Multicellular organisms are highly dependent on their cells to be spatially organised to form different tissues and organs and to develop/maintain specialised functions. For this organisation cells require a sense of orientation and a form of polarity. Various types of polarity are involved in realising these processes and it is becoming increasingly clear that Adhesion GPCRs (aGPCRs) are vital players with one group of them being Latrophilins. The Latrophilin homologue LAT-1 in C. elegans is a regulator for oriented cell division in the early embryo as well as for correct reproductive system function. We use the nematode C. elegans to delineate and understand the roles of aGPCRs in development and cell polarity.
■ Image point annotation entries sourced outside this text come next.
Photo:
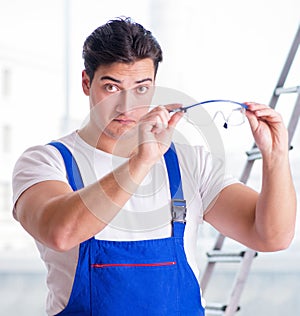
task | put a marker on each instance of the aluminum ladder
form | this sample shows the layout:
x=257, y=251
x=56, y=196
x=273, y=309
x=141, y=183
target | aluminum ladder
x=246, y=256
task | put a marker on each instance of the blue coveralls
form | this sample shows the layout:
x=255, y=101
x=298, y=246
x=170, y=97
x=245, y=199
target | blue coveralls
x=135, y=278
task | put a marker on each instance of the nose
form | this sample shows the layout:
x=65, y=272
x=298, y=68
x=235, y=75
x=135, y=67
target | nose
x=125, y=101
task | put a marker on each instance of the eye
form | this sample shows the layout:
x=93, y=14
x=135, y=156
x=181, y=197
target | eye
x=142, y=89
x=111, y=88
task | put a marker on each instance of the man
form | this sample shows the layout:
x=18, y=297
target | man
x=104, y=254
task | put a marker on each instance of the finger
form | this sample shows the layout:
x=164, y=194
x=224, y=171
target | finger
x=173, y=106
x=253, y=106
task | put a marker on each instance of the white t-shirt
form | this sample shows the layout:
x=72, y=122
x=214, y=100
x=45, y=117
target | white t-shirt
x=145, y=216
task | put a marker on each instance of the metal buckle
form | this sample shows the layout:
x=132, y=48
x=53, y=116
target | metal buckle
x=178, y=210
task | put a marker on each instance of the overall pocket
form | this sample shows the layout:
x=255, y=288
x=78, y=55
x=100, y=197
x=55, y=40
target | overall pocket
x=134, y=288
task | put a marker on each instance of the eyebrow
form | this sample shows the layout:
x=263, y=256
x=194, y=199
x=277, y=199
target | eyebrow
x=119, y=81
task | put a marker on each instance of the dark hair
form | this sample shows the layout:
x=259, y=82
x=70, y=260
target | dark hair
x=119, y=40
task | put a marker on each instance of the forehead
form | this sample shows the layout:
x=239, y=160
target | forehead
x=136, y=71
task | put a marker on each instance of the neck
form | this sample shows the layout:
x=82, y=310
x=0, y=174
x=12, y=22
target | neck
x=122, y=146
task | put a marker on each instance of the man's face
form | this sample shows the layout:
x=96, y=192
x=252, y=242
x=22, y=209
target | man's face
x=120, y=94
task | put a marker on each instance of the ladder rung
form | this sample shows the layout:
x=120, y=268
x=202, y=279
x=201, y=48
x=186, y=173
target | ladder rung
x=223, y=256
x=255, y=153
x=282, y=90
x=217, y=309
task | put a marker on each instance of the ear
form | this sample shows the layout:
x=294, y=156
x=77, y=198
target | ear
x=85, y=83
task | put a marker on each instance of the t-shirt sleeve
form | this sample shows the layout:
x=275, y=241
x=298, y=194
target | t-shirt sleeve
x=37, y=164
x=213, y=177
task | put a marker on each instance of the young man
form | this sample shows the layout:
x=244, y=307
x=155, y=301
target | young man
x=119, y=243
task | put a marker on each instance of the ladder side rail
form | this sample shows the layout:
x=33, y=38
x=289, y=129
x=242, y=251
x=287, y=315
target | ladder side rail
x=211, y=265
x=286, y=68
x=240, y=282
x=294, y=120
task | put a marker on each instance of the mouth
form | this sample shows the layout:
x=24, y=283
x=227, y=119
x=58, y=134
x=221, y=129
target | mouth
x=124, y=120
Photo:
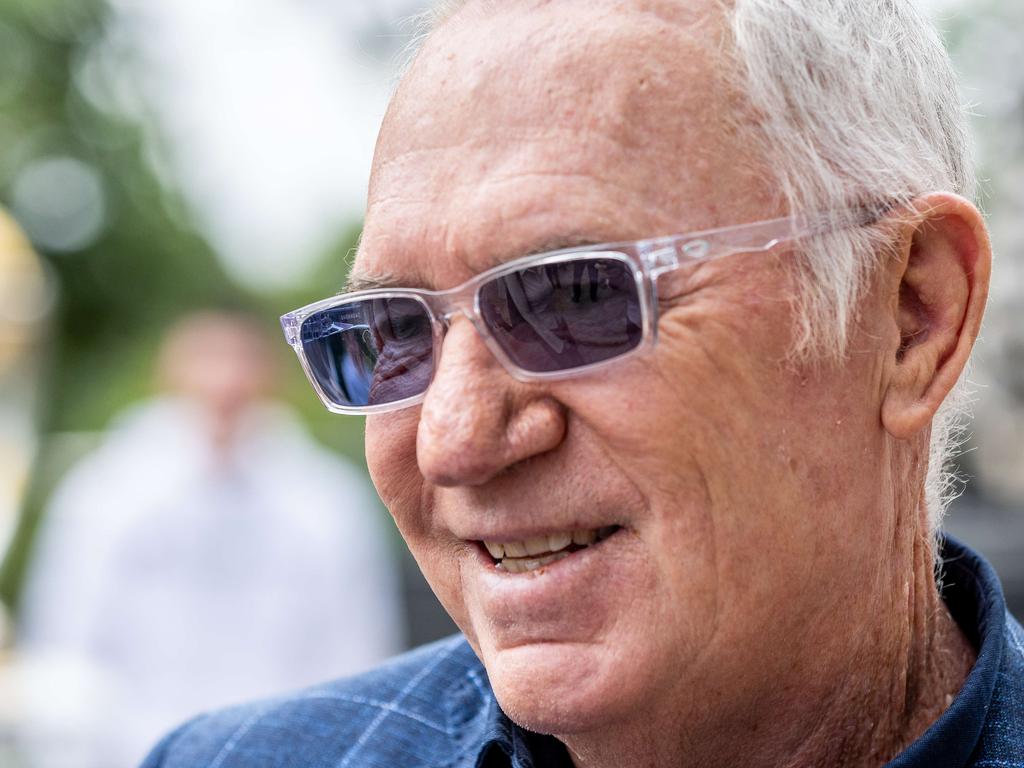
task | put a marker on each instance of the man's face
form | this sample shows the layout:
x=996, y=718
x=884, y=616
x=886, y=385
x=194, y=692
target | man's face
x=722, y=464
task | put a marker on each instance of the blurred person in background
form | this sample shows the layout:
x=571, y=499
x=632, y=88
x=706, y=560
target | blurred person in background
x=207, y=552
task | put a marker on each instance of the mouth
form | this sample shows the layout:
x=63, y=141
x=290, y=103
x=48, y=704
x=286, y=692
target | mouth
x=531, y=554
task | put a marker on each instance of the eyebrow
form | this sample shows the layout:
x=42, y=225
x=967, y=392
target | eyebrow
x=367, y=282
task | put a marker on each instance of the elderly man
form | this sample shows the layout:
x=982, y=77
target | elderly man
x=667, y=307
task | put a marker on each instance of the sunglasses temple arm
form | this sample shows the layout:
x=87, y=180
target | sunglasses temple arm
x=290, y=325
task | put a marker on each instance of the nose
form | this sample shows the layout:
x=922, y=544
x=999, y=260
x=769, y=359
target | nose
x=477, y=421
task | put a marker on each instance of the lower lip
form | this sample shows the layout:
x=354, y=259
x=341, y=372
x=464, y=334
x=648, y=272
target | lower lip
x=536, y=602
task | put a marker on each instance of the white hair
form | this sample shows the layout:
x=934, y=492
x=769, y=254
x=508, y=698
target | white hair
x=856, y=102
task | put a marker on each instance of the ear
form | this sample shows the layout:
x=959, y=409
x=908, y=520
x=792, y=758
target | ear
x=942, y=275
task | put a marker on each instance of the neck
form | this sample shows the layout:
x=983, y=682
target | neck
x=899, y=673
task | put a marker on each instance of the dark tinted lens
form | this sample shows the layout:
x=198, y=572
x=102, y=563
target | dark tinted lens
x=566, y=314
x=371, y=352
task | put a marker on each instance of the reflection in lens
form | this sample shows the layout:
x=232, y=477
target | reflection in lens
x=563, y=315
x=370, y=352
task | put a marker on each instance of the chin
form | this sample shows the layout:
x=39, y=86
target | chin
x=564, y=688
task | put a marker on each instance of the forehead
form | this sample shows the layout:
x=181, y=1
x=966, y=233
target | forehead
x=522, y=125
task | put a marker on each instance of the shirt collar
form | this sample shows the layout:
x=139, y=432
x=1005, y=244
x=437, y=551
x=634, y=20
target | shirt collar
x=973, y=594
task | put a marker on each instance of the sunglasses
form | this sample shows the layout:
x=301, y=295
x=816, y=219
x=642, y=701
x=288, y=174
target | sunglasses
x=551, y=315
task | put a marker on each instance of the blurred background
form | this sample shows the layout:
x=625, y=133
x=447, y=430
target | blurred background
x=175, y=174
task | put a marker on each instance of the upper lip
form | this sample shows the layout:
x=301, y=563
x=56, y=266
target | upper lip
x=519, y=535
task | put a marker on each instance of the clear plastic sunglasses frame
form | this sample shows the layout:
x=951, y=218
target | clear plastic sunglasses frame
x=647, y=260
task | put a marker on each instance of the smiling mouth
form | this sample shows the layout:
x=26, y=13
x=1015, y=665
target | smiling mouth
x=530, y=554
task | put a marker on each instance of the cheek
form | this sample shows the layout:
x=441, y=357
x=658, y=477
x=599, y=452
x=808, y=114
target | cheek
x=390, y=444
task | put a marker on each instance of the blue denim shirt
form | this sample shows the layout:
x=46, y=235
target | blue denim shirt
x=433, y=707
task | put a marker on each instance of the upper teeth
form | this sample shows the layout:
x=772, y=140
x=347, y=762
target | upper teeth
x=540, y=545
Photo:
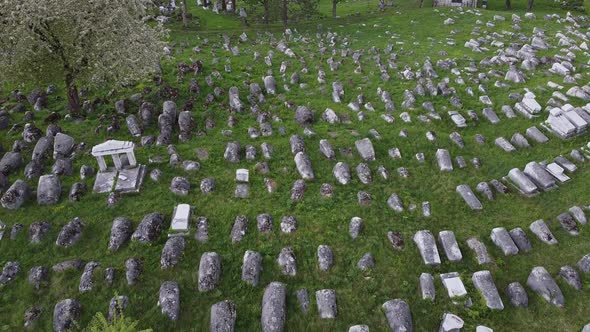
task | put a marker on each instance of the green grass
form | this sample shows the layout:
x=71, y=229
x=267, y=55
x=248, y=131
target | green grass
x=321, y=221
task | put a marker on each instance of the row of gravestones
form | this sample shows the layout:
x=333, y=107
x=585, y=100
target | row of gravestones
x=537, y=177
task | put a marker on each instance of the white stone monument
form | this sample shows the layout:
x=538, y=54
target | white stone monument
x=125, y=176
x=180, y=220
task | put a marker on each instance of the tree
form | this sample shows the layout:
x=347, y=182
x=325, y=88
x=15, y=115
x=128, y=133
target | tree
x=334, y=3
x=184, y=14
x=284, y=11
x=90, y=43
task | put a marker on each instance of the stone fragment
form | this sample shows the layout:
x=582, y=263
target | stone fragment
x=325, y=257
x=169, y=300
x=71, y=233
x=502, y=239
x=341, y=173
x=117, y=306
x=355, y=227
x=427, y=246
x=9, y=272
x=427, y=286
x=287, y=262
x=121, y=231
x=367, y=262
x=469, y=197
x=542, y=231
x=520, y=239
x=66, y=315
x=38, y=231
x=274, y=309
x=571, y=276
x=482, y=280
x=32, y=315
x=239, y=229
x=584, y=263
x=451, y=323
x=443, y=158
x=365, y=149
x=149, y=229
x=395, y=203
x=396, y=239
x=172, y=251
x=38, y=275
x=133, y=269
x=541, y=282
x=16, y=195
x=517, y=295
x=326, y=303
x=399, y=316
x=223, y=317
x=86, y=281
x=303, y=164
x=209, y=271
x=251, y=267
x=302, y=296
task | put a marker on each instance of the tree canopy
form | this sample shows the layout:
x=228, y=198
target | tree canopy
x=89, y=42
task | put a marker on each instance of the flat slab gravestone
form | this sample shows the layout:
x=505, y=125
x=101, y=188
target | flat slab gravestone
x=427, y=246
x=453, y=284
x=482, y=280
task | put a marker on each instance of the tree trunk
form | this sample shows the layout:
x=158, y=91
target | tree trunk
x=334, y=2
x=266, y=11
x=184, y=15
x=73, y=97
x=284, y=14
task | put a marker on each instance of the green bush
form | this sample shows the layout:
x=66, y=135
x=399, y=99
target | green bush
x=120, y=323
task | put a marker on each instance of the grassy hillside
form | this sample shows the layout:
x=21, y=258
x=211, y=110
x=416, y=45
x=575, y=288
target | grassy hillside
x=321, y=221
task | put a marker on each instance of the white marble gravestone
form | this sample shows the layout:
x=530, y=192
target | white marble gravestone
x=125, y=176
x=180, y=219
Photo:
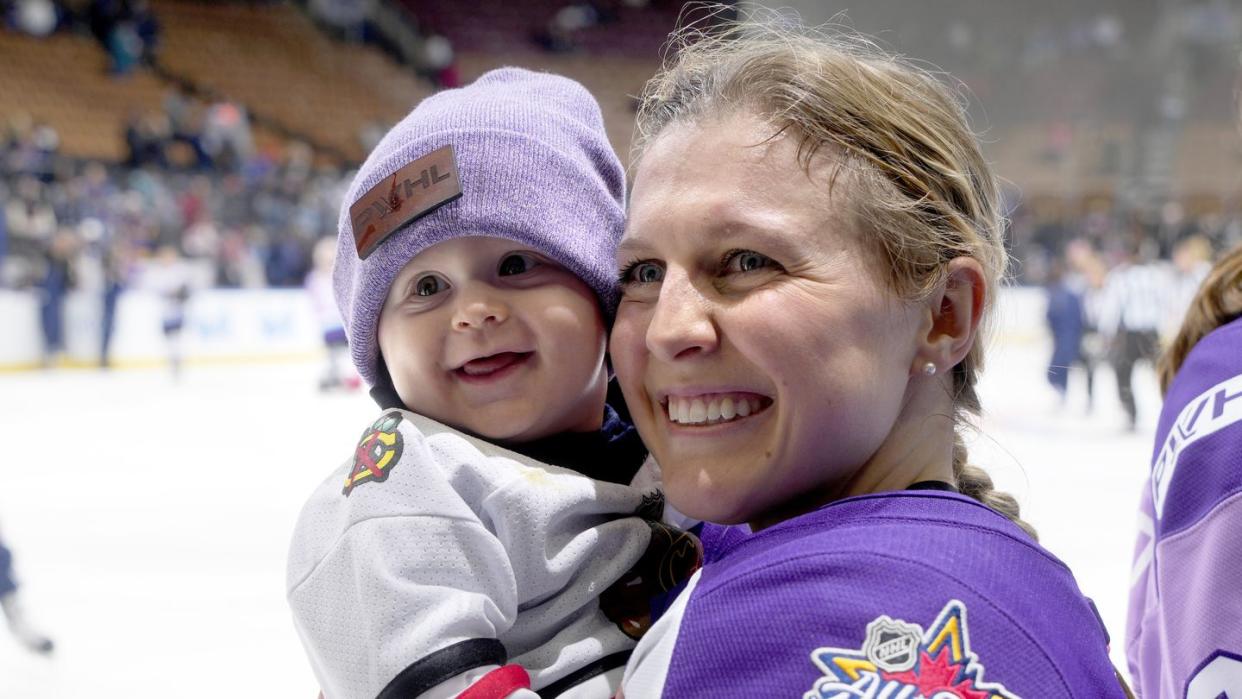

C. elegans is ideal for these studies as it is a transparent self-fertilising organism which is very well characterised and offers a vast spectrum of transgenesis and genetic techniques.

Figure 1

modified from Langenhan et al., 2009 and Prömel et al., 2012

 Adhesion GPCRs in metabolic processes

Adhesion GPCRs are an intriguing class of receptors. With 33 members in mammals they form the second largest group of GPCRs, but also a poorly understood one. Several aGPCRs have implications in the control of metabolic processes. We aim to uncover the physiological functions several of these receptors play in regulating fat and insulin metabolism as well as kidney function.  Thereby, one main focus is on Latrophilins, GPR110, GPR111 and GPR115, which have for instance been shown to regulate insulin release or liver metabolism.

Figure 2

Molecular mechanisms of Adhesion GPCR activation/activity and their involvement in cellular processes

Adhesion GPCRs are not only functionally highly diverse receptors. They also display unique structural features that set them apart from other GPCRs. They are often described as hybrids fulfilling dual roles in adhesion and signalling. Besides a seven transmembrane domain (7TM) their characteristic features are their extraordinarily long N termini encompassing various domains associated with cell adhesion etc.  Via these extracellular entities aGPCR mediate different functions:  classical G protein signals but also functions solely dependent  on the N terminus which are highly unusual for GPCRs.
One main focus of our work is to understand how aGPCRs mediate these numerous signals and the role the extraordinarily long and complex N termini play. Using Latrophilins as prototypic members of the class in the versatile model organism C. elegans we have identified that the receptor functions in two different modes in different physiological contexts. One mode relays a signal via a classical G protein-mediated cascade (7TM-dependent/cis), the second one is only dependent on the receptor´s N terminus (7TM-independent/trans). The signals behind these modes and their impact are currently one of our main research topics. Similarly, we are elucidating the activation and signal transduction mechanisms of other aGPCRs.